No arranque do Chelsea o 4-3-3 era igual ao do FC Porto e aí a equipa era de tracção à frente com dois extremos bem abertos (Duff, Robben) e Lampard-Cole à frente de Makelele, com Tiago e Smertin a ser utilizados ocasionalmente. Só a partir do segundo ano é que começou a metamorfose para o 4-2-3-1 que em Itália até passou a 4-3-2-1 e 4-3-1-2, com um jogador livre (Sneijder) e avançados móveis.
Sinceramente não vejo qual é o problema nessa ideia, na base. O problema está nas ordens dadas aos jogadores.

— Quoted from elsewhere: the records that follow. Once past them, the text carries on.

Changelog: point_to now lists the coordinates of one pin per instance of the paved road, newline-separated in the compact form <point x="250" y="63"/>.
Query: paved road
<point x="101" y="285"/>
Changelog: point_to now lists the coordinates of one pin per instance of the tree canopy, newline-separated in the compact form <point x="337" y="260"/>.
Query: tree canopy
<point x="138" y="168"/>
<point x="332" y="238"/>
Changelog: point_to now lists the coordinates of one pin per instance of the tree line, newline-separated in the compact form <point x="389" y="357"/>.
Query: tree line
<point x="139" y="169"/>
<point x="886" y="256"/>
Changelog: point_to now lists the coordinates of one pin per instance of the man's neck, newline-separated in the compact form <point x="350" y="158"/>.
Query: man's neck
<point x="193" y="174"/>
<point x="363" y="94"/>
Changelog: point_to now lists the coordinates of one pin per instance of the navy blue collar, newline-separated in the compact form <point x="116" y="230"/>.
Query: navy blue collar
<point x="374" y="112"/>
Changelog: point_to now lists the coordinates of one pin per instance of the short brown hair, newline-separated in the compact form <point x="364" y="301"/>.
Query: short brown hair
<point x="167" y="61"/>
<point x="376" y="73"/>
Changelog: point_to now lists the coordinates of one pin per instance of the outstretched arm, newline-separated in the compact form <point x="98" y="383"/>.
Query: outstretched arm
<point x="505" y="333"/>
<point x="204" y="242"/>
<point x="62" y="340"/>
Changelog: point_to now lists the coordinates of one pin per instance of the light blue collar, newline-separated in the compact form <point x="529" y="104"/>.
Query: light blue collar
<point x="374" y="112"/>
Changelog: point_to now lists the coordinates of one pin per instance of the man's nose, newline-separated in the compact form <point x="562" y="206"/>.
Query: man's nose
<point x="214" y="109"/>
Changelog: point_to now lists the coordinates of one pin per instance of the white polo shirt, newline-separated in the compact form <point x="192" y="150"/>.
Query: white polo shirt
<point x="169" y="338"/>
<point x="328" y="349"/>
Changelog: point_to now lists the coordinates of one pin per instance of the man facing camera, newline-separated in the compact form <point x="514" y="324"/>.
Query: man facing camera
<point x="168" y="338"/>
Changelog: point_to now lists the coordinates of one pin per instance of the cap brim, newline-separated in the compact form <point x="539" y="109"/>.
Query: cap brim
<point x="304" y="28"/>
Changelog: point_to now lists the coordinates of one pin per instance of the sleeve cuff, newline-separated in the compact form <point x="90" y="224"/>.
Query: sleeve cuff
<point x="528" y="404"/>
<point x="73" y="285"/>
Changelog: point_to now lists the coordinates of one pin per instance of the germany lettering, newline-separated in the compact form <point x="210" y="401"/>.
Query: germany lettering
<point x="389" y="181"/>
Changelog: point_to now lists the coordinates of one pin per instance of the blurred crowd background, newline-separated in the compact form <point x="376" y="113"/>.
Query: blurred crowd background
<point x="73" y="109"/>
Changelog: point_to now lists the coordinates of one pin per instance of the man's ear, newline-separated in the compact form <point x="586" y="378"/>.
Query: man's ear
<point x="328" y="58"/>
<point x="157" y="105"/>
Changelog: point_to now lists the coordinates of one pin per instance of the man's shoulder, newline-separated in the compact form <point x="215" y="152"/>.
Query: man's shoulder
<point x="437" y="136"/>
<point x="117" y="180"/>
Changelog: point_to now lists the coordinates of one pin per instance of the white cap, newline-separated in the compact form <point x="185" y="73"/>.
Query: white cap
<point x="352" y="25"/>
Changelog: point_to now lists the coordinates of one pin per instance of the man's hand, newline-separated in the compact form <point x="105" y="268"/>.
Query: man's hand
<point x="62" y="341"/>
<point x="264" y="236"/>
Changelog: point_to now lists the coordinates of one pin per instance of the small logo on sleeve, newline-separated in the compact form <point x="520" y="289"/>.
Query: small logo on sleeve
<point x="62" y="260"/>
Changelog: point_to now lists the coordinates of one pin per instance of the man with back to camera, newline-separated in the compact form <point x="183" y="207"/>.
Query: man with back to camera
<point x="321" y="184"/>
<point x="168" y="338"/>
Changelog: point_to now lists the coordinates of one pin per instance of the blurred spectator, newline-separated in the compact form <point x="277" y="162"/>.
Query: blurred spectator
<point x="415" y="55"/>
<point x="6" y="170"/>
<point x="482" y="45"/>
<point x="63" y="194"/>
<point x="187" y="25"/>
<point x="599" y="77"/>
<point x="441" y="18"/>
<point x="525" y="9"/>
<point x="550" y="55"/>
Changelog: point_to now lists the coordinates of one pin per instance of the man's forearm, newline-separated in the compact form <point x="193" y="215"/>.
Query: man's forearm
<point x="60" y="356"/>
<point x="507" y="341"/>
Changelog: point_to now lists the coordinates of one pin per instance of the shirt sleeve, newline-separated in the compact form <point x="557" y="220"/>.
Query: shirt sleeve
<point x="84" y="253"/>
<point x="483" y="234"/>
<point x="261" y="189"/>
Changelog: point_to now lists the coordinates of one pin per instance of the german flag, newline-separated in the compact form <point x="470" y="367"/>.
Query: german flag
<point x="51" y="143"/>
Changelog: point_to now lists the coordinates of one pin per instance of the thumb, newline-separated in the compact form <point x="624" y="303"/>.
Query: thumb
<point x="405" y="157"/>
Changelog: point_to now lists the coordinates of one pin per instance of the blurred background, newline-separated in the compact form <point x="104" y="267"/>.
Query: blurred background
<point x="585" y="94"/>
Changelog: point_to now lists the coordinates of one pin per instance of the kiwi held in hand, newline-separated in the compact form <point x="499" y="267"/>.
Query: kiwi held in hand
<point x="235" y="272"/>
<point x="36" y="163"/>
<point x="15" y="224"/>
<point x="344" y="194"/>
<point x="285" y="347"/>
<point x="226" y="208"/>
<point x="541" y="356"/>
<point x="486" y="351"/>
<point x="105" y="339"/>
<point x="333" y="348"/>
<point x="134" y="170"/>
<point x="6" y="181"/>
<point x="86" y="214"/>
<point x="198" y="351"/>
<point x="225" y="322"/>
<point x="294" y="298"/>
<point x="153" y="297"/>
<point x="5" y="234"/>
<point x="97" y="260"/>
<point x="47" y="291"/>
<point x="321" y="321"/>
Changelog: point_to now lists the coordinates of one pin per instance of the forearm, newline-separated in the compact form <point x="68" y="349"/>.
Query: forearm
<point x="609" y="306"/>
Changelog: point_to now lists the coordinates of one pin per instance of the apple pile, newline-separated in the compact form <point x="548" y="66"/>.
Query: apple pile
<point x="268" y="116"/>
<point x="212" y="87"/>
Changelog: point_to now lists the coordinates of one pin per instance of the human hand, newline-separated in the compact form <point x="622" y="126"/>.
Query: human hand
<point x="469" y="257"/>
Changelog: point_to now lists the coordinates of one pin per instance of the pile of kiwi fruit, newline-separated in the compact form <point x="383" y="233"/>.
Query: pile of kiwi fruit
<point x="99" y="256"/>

Espanha joga, no papel, como o Real Madrid, num 4-2-3-1, que devido à mobilidade dos jogadores, muitas vezes se torna num 4-6-0. Mas estão lá Busquets e Alonso da mesma forma que no Madrid estão Khedira e Alonso. A diferença é que Alonso tem mais liberdade para incorporar-se no jogo ofensivo e os laterais trabalham mais as tarefas ofensivas. E todos atacam e todos defendem. No Real Madrid, ter um jogador como Cristiano Ronaldo, é uma carga para o meio-campo porque há sempre um espaço vazio que obriga o meio-campo a trabalhar mais. Com Ronaldo em campo não se pode jogar num 4-3-3 sem perder o equilíbrio do meio-campo. Por isso no final da carreira em Old Trafford ele era usado como avançado e Rooney e Tevez como extremos, porque fechavam melhor os laterais.